Show that a set of vectors spans a subspace

[mattqchou]

Homework Statement

Show that {(1, 2, 3), (3, 4, 5), (4, 5, 6)} does not span R³. Show that it spans the subspace of R³ consisting of all vectors lying in the plane with the equation x - 2y + z = 0.

Homework Equations

The Attempt at a Solution

I made a matrix of:
A = [ 1 3 4 ; 2 4 5; 3 5 6] and reduced it to row-echelon form to determine rank. I found that rank(A) = 2. Therefore, it can't span R³, since rank(A) < n for Rⁿ.

But then I need to show that it spans the plane given by the equation x - 2y + z = 0.

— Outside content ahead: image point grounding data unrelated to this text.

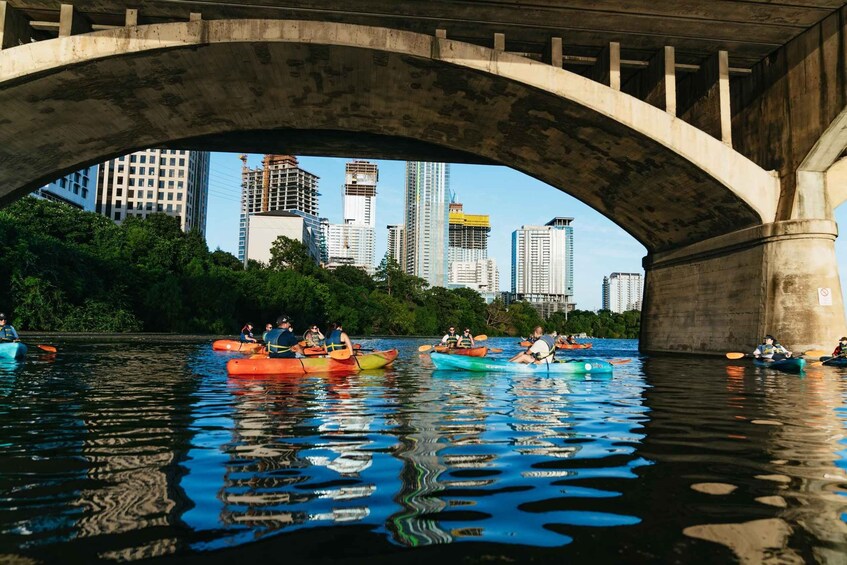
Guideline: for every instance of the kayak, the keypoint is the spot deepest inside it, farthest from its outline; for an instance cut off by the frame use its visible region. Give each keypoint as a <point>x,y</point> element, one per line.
<point>469,351</point>
<point>309,365</point>
<point>789,365</point>
<point>567,367</point>
<point>12,350</point>
<point>834,361</point>
<point>235,345</point>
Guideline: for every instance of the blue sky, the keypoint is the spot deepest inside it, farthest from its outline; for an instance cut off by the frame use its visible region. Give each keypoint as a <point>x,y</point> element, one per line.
<point>511,198</point>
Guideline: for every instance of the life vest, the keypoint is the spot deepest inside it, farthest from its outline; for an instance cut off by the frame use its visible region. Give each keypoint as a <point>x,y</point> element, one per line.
<point>333,342</point>
<point>551,348</point>
<point>274,348</point>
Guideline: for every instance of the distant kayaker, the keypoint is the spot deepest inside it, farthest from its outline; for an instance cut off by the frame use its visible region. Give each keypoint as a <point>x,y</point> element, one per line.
<point>313,337</point>
<point>841,348</point>
<point>771,349</point>
<point>450,339</point>
<point>247,333</point>
<point>338,339</point>
<point>542,350</point>
<point>281,342</point>
<point>7,332</point>
<point>466,339</point>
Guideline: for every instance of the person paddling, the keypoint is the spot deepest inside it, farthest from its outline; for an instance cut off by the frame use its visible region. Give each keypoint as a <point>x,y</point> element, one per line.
<point>7,331</point>
<point>247,334</point>
<point>542,350</point>
<point>450,339</point>
<point>281,342</point>
<point>841,348</point>
<point>465,340</point>
<point>771,349</point>
<point>338,339</point>
<point>313,337</point>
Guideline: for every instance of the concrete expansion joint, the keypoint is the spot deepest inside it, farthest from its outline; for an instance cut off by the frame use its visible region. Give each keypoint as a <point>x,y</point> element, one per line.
<point>727,244</point>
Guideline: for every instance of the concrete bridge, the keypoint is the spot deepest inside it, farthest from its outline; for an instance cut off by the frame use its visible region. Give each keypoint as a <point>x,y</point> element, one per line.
<point>714,134</point>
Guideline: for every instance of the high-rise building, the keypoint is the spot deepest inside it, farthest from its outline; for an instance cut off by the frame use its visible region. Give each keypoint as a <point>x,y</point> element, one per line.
<point>77,189</point>
<point>278,185</point>
<point>164,181</point>
<point>354,241</point>
<point>468,234</point>
<point>396,233</point>
<point>542,265</point>
<point>427,198</point>
<point>622,292</point>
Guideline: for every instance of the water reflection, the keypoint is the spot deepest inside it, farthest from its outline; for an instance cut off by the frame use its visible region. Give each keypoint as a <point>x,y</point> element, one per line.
<point>117,453</point>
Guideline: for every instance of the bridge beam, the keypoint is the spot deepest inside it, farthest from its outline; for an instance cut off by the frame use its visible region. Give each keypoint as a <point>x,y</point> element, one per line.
<point>14,27</point>
<point>724,294</point>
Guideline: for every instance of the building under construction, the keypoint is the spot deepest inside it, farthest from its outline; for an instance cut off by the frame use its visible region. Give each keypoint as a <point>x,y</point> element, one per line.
<point>279,184</point>
<point>468,235</point>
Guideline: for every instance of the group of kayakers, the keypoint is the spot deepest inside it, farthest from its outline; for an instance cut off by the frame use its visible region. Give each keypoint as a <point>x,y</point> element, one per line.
<point>282,342</point>
<point>453,340</point>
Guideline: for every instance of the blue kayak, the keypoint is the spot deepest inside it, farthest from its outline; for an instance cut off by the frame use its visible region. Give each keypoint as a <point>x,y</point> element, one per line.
<point>12,350</point>
<point>789,365</point>
<point>834,361</point>
<point>575,366</point>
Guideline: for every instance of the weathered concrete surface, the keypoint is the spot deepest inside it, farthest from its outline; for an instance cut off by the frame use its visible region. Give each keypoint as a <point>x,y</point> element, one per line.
<point>725,294</point>
<point>84,98</point>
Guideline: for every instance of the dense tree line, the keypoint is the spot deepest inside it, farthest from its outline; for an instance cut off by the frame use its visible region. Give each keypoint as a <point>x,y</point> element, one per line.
<point>67,270</point>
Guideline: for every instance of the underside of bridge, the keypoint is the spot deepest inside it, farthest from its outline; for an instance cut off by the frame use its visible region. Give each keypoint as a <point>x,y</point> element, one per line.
<point>732,252</point>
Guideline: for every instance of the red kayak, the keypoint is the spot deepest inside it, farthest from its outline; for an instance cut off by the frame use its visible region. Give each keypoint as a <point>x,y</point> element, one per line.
<point>469,351</point>
<point>236,346</point>
<point>309,365</point>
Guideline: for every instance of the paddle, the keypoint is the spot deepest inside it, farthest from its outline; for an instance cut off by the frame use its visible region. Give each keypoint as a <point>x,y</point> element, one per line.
<point>810,353</point>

I thought that perhaps rewriting the problem as: z = -x + 2y and plugging back in for z. But that doesn't really tell me anything.

I also tried to show the span by demonstrating where it has linear combinations by writing span(F) = span{ax - 2by + cz = 0} but I don't know what to do from here.

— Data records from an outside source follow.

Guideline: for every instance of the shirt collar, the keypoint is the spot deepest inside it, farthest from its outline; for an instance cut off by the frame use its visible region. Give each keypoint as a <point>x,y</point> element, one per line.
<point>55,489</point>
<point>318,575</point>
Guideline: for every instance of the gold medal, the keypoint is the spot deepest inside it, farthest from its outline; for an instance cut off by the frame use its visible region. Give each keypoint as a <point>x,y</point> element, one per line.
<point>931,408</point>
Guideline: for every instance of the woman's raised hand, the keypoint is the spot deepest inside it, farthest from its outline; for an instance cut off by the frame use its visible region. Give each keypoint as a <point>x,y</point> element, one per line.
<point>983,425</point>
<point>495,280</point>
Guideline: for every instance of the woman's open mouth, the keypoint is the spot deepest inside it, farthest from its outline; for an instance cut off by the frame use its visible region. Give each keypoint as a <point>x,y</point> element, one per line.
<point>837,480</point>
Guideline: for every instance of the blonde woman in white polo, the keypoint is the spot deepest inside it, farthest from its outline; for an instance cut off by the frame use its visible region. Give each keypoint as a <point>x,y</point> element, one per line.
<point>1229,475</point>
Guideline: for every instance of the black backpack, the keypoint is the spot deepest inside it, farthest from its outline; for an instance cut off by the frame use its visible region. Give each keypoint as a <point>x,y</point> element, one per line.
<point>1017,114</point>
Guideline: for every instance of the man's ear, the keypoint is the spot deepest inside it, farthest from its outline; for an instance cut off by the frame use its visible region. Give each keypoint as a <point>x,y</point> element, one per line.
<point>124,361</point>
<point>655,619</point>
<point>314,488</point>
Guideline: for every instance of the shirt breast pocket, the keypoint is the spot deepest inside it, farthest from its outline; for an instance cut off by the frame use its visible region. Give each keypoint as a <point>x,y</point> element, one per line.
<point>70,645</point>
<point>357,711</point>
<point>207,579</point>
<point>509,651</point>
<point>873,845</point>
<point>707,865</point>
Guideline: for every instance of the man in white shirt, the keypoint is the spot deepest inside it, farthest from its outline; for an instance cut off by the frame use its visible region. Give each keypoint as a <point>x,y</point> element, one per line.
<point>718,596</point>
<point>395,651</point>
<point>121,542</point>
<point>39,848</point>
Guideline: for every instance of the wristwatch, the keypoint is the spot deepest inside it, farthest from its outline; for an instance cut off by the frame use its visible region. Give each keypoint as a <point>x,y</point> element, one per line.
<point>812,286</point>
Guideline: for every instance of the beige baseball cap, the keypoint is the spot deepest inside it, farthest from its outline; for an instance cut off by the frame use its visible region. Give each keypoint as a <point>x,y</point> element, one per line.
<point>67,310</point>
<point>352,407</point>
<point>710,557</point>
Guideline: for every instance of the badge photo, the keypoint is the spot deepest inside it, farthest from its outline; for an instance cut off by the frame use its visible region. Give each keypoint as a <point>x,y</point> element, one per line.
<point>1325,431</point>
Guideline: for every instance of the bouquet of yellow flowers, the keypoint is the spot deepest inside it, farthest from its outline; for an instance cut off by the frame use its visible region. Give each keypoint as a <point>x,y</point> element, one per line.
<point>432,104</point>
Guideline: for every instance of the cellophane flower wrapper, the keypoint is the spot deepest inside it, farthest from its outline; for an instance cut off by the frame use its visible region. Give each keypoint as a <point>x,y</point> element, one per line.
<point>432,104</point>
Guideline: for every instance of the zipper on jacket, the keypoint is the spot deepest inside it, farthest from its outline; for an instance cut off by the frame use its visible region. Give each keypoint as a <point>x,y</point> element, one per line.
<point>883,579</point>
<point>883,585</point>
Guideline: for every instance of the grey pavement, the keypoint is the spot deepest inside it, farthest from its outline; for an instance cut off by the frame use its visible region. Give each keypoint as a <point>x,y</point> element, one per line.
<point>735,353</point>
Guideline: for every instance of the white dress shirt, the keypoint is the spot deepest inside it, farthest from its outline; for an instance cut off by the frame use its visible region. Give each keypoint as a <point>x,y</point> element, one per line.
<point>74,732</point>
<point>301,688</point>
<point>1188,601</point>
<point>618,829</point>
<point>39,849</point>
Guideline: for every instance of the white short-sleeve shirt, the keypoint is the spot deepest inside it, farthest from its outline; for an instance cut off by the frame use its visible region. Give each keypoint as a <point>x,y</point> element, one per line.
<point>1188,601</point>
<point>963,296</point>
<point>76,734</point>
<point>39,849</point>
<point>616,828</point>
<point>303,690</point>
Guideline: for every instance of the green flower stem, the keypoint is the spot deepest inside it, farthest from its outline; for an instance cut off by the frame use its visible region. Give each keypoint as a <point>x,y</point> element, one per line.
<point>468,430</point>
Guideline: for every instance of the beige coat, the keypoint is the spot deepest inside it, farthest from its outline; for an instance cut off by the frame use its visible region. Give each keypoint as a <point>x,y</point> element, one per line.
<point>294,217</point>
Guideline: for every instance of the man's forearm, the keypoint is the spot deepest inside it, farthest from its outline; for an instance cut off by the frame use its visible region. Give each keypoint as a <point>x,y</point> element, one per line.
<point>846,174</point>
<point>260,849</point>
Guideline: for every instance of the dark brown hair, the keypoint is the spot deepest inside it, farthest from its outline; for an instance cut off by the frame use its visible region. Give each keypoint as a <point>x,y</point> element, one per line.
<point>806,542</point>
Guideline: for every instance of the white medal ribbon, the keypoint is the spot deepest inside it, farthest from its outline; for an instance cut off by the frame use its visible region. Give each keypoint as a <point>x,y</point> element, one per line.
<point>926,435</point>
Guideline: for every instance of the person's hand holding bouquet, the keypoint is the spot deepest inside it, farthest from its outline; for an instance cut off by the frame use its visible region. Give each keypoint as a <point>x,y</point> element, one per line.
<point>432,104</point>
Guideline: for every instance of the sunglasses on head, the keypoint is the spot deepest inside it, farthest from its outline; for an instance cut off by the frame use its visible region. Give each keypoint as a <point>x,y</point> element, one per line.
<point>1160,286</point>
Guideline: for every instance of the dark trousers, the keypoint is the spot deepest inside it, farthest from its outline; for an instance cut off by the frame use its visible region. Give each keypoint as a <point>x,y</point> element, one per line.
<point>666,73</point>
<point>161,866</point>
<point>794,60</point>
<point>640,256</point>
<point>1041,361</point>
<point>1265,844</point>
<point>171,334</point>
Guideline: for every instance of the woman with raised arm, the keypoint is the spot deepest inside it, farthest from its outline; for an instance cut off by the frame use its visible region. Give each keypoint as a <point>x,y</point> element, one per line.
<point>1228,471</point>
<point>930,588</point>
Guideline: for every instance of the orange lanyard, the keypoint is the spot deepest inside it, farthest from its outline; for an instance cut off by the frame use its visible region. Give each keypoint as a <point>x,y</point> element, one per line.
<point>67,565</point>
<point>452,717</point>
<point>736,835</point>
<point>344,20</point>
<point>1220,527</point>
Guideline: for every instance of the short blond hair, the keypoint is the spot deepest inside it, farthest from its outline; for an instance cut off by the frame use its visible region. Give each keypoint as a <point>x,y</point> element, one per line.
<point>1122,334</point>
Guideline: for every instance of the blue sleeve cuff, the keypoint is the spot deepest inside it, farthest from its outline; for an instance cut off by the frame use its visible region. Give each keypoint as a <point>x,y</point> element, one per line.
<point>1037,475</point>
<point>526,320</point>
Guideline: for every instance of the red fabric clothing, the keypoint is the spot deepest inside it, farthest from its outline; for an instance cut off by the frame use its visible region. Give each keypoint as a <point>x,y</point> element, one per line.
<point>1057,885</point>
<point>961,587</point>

I was able to find the solution in the solutions manual, but I can't decipher what it's saying or how it did it. It's not using a method described in the book.

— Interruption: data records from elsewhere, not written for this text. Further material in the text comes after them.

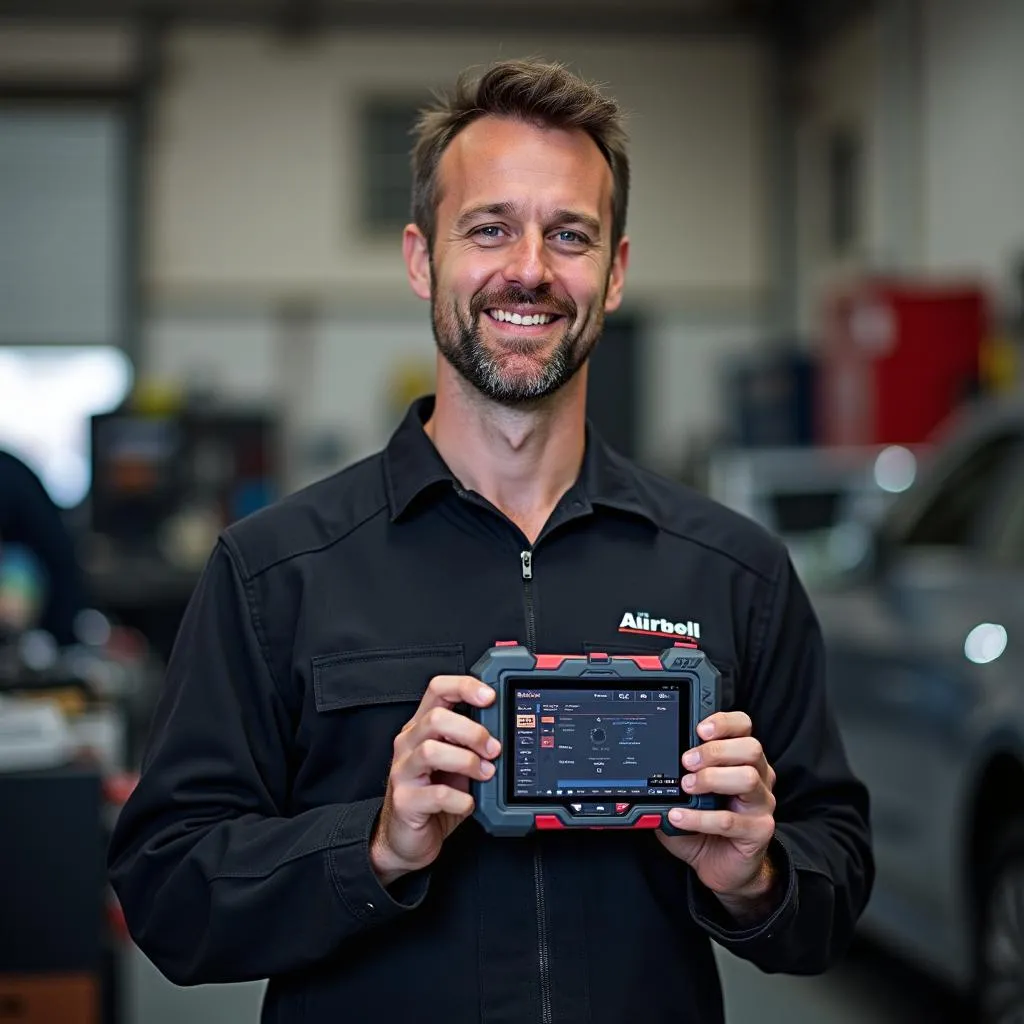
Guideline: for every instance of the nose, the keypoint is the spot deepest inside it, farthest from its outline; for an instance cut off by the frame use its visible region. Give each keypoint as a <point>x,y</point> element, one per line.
<point>527,264</point>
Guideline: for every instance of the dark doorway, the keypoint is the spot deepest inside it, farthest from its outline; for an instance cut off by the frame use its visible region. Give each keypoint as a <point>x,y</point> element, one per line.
<point>613,388</point>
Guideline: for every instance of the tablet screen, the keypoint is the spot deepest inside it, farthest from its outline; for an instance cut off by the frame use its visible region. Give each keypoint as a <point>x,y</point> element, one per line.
<point>595,742</point>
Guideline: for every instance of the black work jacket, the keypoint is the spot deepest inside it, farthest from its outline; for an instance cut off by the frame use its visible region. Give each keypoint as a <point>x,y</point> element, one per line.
<point>318,623</point>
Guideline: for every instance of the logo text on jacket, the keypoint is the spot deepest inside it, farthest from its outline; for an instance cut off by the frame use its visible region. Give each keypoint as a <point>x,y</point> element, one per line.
<point>643,624</point>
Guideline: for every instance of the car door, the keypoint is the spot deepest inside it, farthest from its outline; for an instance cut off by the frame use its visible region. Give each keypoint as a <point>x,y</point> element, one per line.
<point>902,687</point>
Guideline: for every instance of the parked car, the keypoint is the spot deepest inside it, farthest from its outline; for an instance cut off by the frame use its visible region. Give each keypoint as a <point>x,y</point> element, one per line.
<point>925,641</point>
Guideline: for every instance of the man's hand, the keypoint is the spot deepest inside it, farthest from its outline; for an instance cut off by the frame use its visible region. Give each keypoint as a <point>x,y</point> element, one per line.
<point>435,756</point>
<point>728,851</point>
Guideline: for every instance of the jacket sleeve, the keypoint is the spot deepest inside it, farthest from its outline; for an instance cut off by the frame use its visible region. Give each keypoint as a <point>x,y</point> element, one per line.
<point>217,882</point>
<point>821,849</point>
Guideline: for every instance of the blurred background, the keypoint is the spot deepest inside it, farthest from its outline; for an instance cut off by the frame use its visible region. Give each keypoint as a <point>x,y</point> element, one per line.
<point>203,307</point>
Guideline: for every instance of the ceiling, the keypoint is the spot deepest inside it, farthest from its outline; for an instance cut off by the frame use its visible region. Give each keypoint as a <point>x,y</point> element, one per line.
<point>800,22</point>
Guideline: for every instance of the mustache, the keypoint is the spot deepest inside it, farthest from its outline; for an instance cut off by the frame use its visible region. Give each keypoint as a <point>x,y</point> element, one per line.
<point>514,296</point>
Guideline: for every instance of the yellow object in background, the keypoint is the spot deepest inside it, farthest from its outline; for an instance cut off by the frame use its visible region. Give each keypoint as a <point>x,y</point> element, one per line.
<point>411,379</point>
<point>155,397</point>
<point>998,365</point>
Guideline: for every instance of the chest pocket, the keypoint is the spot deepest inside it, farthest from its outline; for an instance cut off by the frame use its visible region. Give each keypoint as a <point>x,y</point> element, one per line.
<point>364,698</point>
<point>647,645</point>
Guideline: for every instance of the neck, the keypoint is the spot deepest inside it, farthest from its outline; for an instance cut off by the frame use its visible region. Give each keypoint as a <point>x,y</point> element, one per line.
<point>521,460</point>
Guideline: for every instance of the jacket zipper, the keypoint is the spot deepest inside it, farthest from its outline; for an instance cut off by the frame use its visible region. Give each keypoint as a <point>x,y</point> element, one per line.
<point>527,584</point>
<point>526,558</point>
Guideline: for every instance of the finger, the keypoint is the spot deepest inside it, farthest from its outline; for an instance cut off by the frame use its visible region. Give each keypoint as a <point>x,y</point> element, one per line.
<point>724,724</point>
<point>738,780</point>
<point>412,801</point>
<point>453,728</point>
<point>741,751</point>
<point>446,691</point>
<point>756,828</point>
<point>432,755</point>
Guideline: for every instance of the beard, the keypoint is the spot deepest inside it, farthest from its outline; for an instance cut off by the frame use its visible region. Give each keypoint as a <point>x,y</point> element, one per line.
<point>486,368</point>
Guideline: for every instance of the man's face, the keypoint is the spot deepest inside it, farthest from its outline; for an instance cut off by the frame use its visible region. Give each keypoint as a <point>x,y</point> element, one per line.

Could someone explain this better or give me another method to figure out whether a set spans a subspace?

 

[mfb]

They find explicit coefficients for the vectors (1,2,3) and (3,4,5) to express every vector in the plane as linear combination of these vectors.
The coefficients are (-2x+3y/2) and (x-y/2). Multiply them with the vectors, simplify and you get a general vector in the discussed plane.

 

[mattqchou]

They find explicit coefficients for the vectors (1,2,3) and (3,4,5) to express every vector in the plane as linear combination of these vectors.
The coefficients are (-2x+3y/2) and (x-y/2). Multiply them with the vectors, simplify and you get a general vector in the discussed plane.

Hi,

Could you explain how you find explicit coefficients? I've never heard of this method in my class before. I also can't find that in the book or the glossary.

Thanks!

 

[mfb]

See the calculation above, it does exactly this.
It starts with an arbitrary vector in the plane and assumes that it can be written as $\alpha (1,2,3) + \beta (3,4,5)$ and then solves for the two unknowns.

 

[vela]

But then I need to show that it spans the plane given by the equation x - 2y + z = 0.

I thought that perhaps rewriting the problem as: z = -x + 2y and plugging back in for z. But that doesn't really tell me anything.

Sure it does. You now have three equations that describe the vectors that lie in that plane:
\begin{align*}
x &= s \\
y &= t \\
z &= -s + 2t
\end{align*} or in vector form,
$$\begin{pmatrix} x \\ y \\ z \end{pmatrix} = s\begin{pmatrix} 1 \\ 0 \\ -1\end{pmatrix} + t\begin{pmatrix} 0 \\ 1 \\ 2 \end{pmatrix}.$$ Can you take it from there?